I have a sweater my mom knit when she was 17 or 18. She is 92. Many other things her mom and grandmother did.


----------



## DebraSundhausen (Jan 28, 2011)

LadyElle said:


> I love your avatar. Very neat effect


Thank you, it's a close up picture of a baby afghan I designed.


----------



## freckles (May 21, 2011)

I have a feather and fan afghan (shades of red to pink) on my bed. about 55 years old, and my husband still has a cabled sweater about 50 years old (no longer fits him) both made by me when the kids were little.


----------



## k2p3-knit-on (Oct 24, 2012)

At least 65 years old, a strip of hand crocheted lace edging made by my grandmother's best friend's mother, an ancient blind lady who still wore high buttoned shoes. Because she was blind and mostly sat by a warm coal stove the shoes didn't wear out. I was a kid when she gave it to me.


----------



## OLDKNITTER (Jan 19, 2011)

My Grandma crocheted a dog for me 66 years ago and i have doilies that she crocheted and brought to this country. I would say one is about 80 years old and the other one i know was made when she was expecting my father so that is 100 years old. the center linen in it has to be replaced and i will do that this summer. so home made things last a long long time.


----------



## beejay (May 27, 2011)

Reading back over this it just almost boggles the mind how old some of these items are and some are still in use. It's wonderful that people have kept them.


----------



## mothermartha (Mar 1, 2011)

I am 71, I have 2 afghans crocheted by my grandmother who died when I was 8. I believe they were made before I was born as I always remember them-- earliest memories when I was three and definitely before my father died when I was 5-so at least 67 yrs old. One is a granny square sewn together with regular sewing thread-never seen that since.


----------



## jmcdougall1 (Jan 11, 2014)

I have a beautiful crocheted bedspread my grandmother made. I think it is about 75 years old - made with ivory colored crochet thread.


----------



## MzBluejay (Sep 1, 2013)

I have a scotty dog quilt and a crochet bedspread that my grandma made me when I was in grade school and I am 84


----------



## tinykneecaps (Dec 6, 2012)

60 years ago my Mom tried to give me some afghans that she had made. Her choice of colors left me cold and I grew to hate the chevron style. We made a deal, I would pick out and buy the yarn and the pattern and she would do the work. I now have a wonderful dark blue, light blue and white bedspread in 3 inch vertical stripes of a shell pattern that I treasure. Upon her death we also discovered many small pieces of crochet doilies that my brother discarded and I have those. They must be 70 or 80 years old. Treasures to be passed on to my Daughter.


----------



## kneonknitter (Feb 10, 2011)

tenaj said:


> On a recent visit to my niece I noticed an afghan on the back of her couch. It looked familiar but I couldn't place it. When I asked about it she said it was the one my Mother made for her Mother. That was about 62 years ago!!
> 
> How old is your oldest knit or crochet item.

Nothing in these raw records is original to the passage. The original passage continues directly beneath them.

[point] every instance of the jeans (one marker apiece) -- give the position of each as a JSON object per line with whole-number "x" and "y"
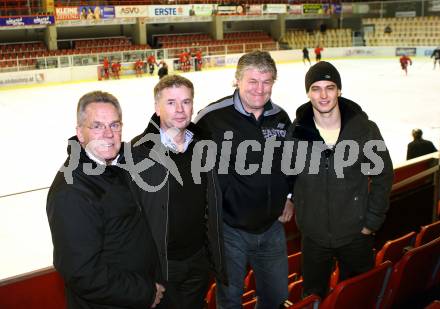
{"x": 188, "y": 282}
{"x": 353, "y": 259}
{"x": 266, "y": 253}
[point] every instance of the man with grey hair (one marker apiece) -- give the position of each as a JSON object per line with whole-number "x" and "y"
{"x": 255, "y": 200}
{"x": 183, "y": 213}
{"x": 103, "y": 247}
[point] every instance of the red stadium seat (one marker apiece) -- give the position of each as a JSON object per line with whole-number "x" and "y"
{"x": 363, "y": 291}
{"x": 41, "y": 289}
{"x": 428, "y": 233}
{"x": 310, "y": 302}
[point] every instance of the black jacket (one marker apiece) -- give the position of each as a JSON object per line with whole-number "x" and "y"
{"x": 155, "y": 198}
{"x": 419, "y": 147}
{"x": 103, "y": 247}
{"x": 333, "y": 203}
{"x": 252, "y": 201}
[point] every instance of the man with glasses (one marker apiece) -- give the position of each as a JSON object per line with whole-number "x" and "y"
{"x": 184, "y": 213}
{"x": 103, "y": 247}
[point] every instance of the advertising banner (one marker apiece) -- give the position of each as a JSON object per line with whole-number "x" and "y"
{"x": 27, "y": 21}
{"x": 131, "y": 11}
{"x": 408, "y": 51}
{"x": 274, "y": 8}
{"x": 169, "y": 10}
{"x": 295, "y": 9}
{"x": 67, "y": 13}
{"x": 202, "y": 9}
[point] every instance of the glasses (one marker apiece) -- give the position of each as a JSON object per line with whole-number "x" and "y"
{"x": 101, "y": 127}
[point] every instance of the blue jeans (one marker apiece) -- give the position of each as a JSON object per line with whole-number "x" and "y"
{"x": 266, "y": 253}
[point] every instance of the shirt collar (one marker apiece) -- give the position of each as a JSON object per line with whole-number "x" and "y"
{"x": 167, "y": 141}
{"x": 99, "y": 161}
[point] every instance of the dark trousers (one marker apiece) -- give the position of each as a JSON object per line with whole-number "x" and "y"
{"x": 188, "y": 281}
{"x": 353, "y": 259}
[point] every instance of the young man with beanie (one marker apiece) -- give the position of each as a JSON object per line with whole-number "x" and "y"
{"x": 341, "y": 196}
{"x": 419, "y": 146}
{"x": 255, "y": 204}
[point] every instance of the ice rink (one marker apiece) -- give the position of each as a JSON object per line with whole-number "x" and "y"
{"x": 35, "y": 124}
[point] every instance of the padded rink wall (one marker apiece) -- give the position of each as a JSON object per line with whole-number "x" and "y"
{"x": 85, "y": 73}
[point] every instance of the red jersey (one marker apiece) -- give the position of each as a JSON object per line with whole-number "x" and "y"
{"x": 404, "y": 60}
{"x": 151, "y": 59}
{"x": 318, "y": 50}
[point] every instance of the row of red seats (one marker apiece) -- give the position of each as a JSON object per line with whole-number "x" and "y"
{"x": 21, "y": 47}
{"x": 218, "y": 42}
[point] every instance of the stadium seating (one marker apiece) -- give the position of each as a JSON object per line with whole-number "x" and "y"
{"x": 363, "y": 291}
{"x": 428, "y": 233}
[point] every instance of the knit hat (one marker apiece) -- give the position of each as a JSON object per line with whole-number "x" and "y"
{"x": 322, "y": 71}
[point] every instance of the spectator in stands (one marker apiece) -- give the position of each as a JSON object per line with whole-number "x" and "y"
{"x": 255, "y": 204}
{"x": 163, "y": 70}
{"x": 436, "y": 55}
{"x": 404, "y": 61}
{"x": 103, "y": 247}
{"x": 388, "y": 30}
{"x": 318, "y": 51}
{"x": 306, "y": 55}
{"x": 106, "y": 67}
{"x": 183, "y": 213}
{"x": 419, "y": 146}
{"x": 338, "y": 204}
{"x": 151, "y": 60}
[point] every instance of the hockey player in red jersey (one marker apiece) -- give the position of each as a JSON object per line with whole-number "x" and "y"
{"x": 404, "y": 61}
{"x": 138, "y": 67}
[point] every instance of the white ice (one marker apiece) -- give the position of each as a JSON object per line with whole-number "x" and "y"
{"x": 36, "y": 122}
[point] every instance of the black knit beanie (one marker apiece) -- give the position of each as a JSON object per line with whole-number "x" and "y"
{"x": 322, "y": 71}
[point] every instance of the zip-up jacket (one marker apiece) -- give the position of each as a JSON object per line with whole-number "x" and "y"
{"x": 155, "y": 199}
{"x": 249, "y": 161}
{"x": 341, "y": 190}
{"x": 103, "y": 247}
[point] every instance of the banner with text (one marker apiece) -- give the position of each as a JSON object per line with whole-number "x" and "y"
{"x": 202, "y": 9}
{"x": 131, "y": 11}
{"x": 27, "y": 21}
{"x": 89, "y": 12}
{"x": 254, "y": 9}
{"x": 168, "y": 10}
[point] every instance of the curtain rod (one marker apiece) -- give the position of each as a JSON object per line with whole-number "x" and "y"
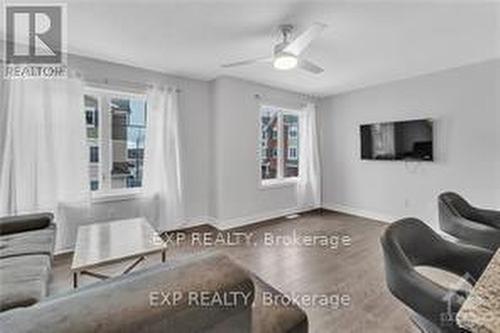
{"x": 124, "y": 83}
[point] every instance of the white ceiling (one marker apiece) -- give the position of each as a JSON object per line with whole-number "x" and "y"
{"x": 366, "y": 42}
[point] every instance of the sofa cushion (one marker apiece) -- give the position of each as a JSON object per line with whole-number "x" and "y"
{"x": 27, "y": 222}
{"x": 24, "y": 280}
{"x": 30, "y": 242}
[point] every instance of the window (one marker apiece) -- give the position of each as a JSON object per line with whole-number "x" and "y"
{"x": 279, "y": 144}
{"x": 94, "y": 154}
{"x": 116, "y": 140}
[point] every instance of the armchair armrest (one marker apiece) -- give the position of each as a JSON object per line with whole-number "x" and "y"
{"x": 491, "y": 217}
{"x": 20, "y": 223}
{"x": 467, "y": 259}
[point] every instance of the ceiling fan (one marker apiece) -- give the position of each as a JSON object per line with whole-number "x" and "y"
{"x": 286, "y": 54}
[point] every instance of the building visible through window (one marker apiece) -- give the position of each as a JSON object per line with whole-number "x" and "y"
{"x": 279, "y": 143}
{"x": 116, "y": 139}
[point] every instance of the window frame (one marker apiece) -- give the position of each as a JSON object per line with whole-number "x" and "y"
{"x": 104, "y": 126}
{"x": 280, "y": 180}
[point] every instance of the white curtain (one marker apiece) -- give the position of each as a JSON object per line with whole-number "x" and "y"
{"x": 309, "y": 184}
{"x": 162, "y": 162}
{"x": 43, "y": 152}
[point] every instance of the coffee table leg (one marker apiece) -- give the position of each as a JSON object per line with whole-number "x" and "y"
{"x": 75, "y": 279}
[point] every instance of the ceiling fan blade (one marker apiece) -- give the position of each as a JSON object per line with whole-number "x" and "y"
{"x": 299, "y": 44}
{"x": 246, "y": 62}
{"x": 310, "y": 67}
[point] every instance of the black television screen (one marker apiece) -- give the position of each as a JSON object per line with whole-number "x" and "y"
{"x": 400, "y": 140}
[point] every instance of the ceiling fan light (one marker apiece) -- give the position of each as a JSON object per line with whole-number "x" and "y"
{"x": 285, "y": 61}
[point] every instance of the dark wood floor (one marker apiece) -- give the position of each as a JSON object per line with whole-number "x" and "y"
{"x": 355, "y": 270}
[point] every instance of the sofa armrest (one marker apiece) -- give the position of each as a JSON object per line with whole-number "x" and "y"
{"x": 20, "y": 223}
{"x": 159, "y": 299}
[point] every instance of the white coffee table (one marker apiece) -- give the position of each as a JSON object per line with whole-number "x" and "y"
{"x": 110, "y": 242}
{"x": 480, "y": 312}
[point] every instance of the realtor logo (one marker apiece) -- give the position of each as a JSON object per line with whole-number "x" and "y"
{"x": 35, "y": 46}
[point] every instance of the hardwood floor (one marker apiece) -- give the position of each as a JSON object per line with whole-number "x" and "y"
{"x": 355, "y": 270}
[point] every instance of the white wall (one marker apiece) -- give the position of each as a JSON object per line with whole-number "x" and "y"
{"x": 236, "y": 176}
{"x": 464, "y": 103}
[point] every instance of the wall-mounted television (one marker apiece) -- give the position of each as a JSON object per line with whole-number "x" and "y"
{"x": 400, "y": 140}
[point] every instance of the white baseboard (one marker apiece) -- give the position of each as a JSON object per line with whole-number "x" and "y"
{"x": 261, "y": 217}
{"x": 362, "y": 213}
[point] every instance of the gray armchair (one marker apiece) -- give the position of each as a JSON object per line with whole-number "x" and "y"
{"x": 476, "y": 226}
{"x": 177, "y": 296}
{"x": 26, "y": 248}
{"x": 408, "y": 243}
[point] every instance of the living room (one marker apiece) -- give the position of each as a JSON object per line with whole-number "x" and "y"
{"x": 247, "y": 166}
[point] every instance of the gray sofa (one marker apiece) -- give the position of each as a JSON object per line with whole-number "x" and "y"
{"x": 476, "y": 226}
{"x": 126, "y": 304}
{"x": 26, "y": 248}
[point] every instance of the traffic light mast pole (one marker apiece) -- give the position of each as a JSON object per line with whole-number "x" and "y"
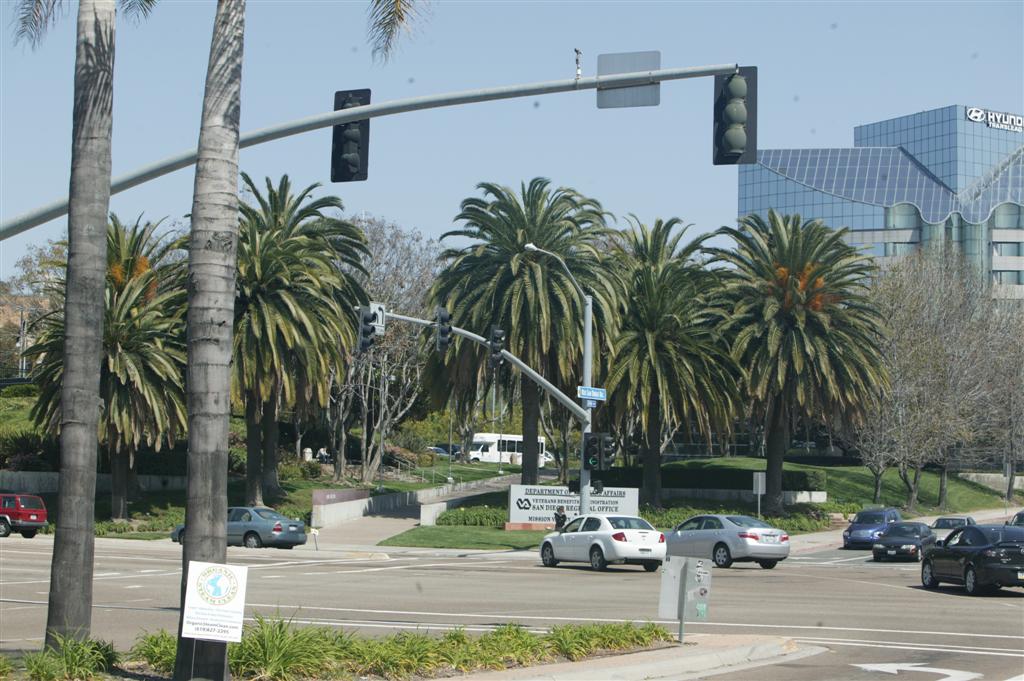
{"x": 57, "y": 208}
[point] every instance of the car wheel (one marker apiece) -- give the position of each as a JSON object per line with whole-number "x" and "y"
{"x": 971, "y": 585}
{"x": 928, "y": 577}
{"x": 721, "y": 556}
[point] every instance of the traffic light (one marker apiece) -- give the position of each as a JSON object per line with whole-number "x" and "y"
{"x": 735, "y": 130}
{"x": 591, "y": 451}
{"x": 367, "y": 330}
{"x": 608, "y": 450}
{"x": 443, "y": 330}
{"x": 497, "y": 344}
{"x": 350, "y": 144}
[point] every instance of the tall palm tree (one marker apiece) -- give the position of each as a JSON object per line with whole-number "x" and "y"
{"x": 495, "y": 281}
{"x": 143, "y": 351}
{"x": 293, "y": 318}
{"x": 802, "y": 327}
{"x": 70, "y": 609}
{"x": 670, "y": 362}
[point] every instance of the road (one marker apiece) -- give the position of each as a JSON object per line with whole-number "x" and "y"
{"x": 863, "y": 612}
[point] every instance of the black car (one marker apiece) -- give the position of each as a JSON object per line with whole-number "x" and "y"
{"x": 981, "y": 557}
{"x": 903, "y": 540}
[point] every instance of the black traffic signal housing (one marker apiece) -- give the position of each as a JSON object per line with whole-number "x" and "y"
{"x": 608, "y": 451}
{"x": 350, "y": 143}
{"x": 443, "y": 339}
{"x": 497, "y": 344}
{"x": 367, "y": 330}
{"x": 592, "y": 451}
{"x": 735, "y": 129}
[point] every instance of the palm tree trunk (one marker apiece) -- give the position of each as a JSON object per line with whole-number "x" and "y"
{"x": 530, "y": 421}
{"x": 212, "y": 262}
{"x": 254, "y": 452}
{"x": 778, "y": 442}
{"x": 70, "y": 609}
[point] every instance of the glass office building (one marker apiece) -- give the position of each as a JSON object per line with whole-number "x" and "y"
{"x": 951, "y": 174}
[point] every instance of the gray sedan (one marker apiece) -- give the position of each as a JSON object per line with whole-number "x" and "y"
{"x": 728, "y": 539}
{"x": 255, "y": 526}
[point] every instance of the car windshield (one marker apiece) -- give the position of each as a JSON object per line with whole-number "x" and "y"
{"x": 902, "y": 530}
{"x": 747, "y": 521}
{"x": 626, "y": 522}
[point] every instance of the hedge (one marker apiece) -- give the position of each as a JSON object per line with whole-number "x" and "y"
{"x": 712, "y": 478}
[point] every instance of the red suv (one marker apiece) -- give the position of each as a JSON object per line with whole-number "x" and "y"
{"x": 22, "y": 513}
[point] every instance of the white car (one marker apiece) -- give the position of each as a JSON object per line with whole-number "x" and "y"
{"x": 604, "y": 539}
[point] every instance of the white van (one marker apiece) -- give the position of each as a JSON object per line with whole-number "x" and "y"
{"x": 492, "y": 448}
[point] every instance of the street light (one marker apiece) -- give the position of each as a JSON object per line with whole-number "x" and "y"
{"x": 587, "y": 363}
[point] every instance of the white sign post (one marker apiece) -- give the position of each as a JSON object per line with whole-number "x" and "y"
{"x": 215, "y": 601}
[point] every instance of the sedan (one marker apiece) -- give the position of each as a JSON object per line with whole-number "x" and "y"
{"x": 604, "y": 539}
{"x": 728, "y": 539}
{"x": 903, "y": 540}
{"x": 255, "y": 526}
{"x": 981, "y": 557}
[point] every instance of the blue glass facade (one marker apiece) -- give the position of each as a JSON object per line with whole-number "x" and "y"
{"x": 950, "y": 174}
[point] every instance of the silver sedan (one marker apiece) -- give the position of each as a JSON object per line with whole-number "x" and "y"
{"x": 728, "y": 539}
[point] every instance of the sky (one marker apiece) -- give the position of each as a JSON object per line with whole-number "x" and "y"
{"x": 823, "y": 69}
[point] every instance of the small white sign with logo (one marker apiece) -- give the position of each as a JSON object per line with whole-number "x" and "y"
{"x": 530, "y": 503}
{"x": 215, "y": 601}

I had a hand strung & knit sequined twin set that my mother made when I was about 10 years old, making it 52 years old. I just gave it to my 12 year old granddaughter as an heirloom for her to treasure of a woman who would have loved her to pieces because of who she is & because she is the daughter of my mother's favorite grandchild, my daughter. I can still see my mother sitting & stringing those sequins. Every single stitch has a sequin on it.


----------



## Valkyrie (Feb 26, 2011)

I had an afghan that I double-knitted for my son about 35 yrs ago. He used it until last year, as he said it was so comfortable and warm. Now he is married and doesn't use it much, guess he keeps warm in other ways. Oh I am so naughty :!:  :lol:


----------



## MrsB (Jun 3, 2011)

I have an Afghan that my grandmother crochet when I was 9 (about 51 yrs ago). I have a white crochet Barbie cocktail dress with a pink satin rose on a cumberbund, made about the same time.


----------



## rutledge54 (Apr 7, 2011)

knittingagain said:


> I have a yellow cabled sweater my Mom made for my Dad approx 55-60 years ago. When it was given to me, I didn't understand about handwashing wool, so it is no longer a man's sweater & I doubt it would fit me.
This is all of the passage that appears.